El canto exaltado del bardo se constituía en protagonista del regreso, al compás de los remeros que impulsaban las naves sobre la expectante calma del fiordo, en progresión hacia la profunda ensenada donde se hallaba enclavado el poblado, extendido amorosamente sobre el regazo del agua de cristal. Muchas de las viviendas estaban levantadas sobre palafitos que constituían un refugio para la embarcación, resguardadas al otro lado por la mole de basalto negro que emergía del conjunto terroso, las paredes en vertical, y la cumbre circular que simulaba una corona real rematada por altas torres como agujas que peinaran las nubes. Por ello tenía el lugar el nombre de Corona, al igual que la montaña, morada de nuestros dioses familiares, llegados los favorables desde el cielo, los contrarios emergidos con la misma montaña cuando brotó de las profundidades entre rugidos del cielo y temblores de la tierra, que jamás tuviera un parto más doloroso, y allá en la cumbre, que rasgaba el mismo cielo, entablaban sus luchas los dioses de las familias de los Vanes y los Ases, que proporcionaban a nuestro pueblo, con sus contiendas, etapas de felicidad y de desdicha.

Por ello elevamos nuestros ruegos a los todopoderosos cuando se irritan haciendo temblar la tierra y estremecerse al cielo con sus combates, cuando parten de la cima del Corona rayos y truenos que anuncian el furibundo duelo que libran las divinidades por la supremacía en regir nuestros destinos.

Preguntan las mujeres por entre los guerreros que desembarcan, investigan, buscan a los que faltan, y cuando les saben muertos o desaparecidos, lloran. Desborda el júbilo entre los que reciben a sus padres, hermanos, jóvenes hijos -muchos fueron en la primera aventura de su vida-, que luego narrarán sus fantásticos hechos de armas al abrigo del fuego encendido en la gran sala, durante las noches invernales.

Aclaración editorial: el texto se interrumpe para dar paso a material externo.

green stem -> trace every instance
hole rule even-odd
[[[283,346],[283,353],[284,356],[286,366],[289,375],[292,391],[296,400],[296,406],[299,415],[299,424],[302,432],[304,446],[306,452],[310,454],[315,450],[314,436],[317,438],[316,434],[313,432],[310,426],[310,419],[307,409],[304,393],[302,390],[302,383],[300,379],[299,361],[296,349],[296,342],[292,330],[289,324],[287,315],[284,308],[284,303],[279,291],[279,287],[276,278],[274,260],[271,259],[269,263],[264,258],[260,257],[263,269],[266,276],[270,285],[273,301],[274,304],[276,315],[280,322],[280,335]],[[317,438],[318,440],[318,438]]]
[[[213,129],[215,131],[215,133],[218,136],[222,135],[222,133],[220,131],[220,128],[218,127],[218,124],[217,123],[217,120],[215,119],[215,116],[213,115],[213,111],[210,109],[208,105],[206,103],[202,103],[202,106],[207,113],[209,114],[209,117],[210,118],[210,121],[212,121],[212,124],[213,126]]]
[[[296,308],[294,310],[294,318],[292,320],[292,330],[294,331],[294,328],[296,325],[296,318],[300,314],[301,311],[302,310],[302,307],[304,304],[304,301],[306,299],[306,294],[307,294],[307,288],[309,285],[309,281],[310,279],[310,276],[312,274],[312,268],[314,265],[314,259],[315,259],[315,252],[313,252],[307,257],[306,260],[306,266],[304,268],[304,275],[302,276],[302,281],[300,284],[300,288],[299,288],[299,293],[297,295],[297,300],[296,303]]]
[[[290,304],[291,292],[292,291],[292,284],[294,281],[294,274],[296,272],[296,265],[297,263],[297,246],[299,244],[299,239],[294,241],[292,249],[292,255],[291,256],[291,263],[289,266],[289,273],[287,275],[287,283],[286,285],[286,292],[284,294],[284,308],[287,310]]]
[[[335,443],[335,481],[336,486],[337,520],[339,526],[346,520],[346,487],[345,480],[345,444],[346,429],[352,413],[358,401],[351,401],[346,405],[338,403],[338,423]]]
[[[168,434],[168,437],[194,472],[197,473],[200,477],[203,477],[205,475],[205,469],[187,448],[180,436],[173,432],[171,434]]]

Apenas si el rey nos concedió un ruidoso abrazo a ambos en llegando a su lado, mientras se ocupaba del Dragón Flamígero, al que cuidaba con más esmero que a mi madre y a mí, para que quedase bien seguro y se procediese a la descarga del botín y de los esclavos, repartidos en buen número de barcos. Era muy cuantioso esta vez, según nos pregonaba rebosante de satisfacción, y lo proclamaba a gritos para que alcanzasen a oírlo todos los familiares que aguardaban, congregado el pueblo entero en la orilla donde habían rendido viaje, varados unos barcos, otros arrimados a los muelles, con un hervidero de hombres en la des carga, ayudados por sus parientes. Que todos cooperaban, deseosos de contemplarlo pronto amontonado para que se procediese a la distribución en una solemne junta que habría de celebrarse después, cuando se reuniese el Thing del otoño, asamblea en que también se promulgaban las leyes y sentencias de todos los litigios y disputas acumulados desde el de primavera, último celebrado antes de la partida.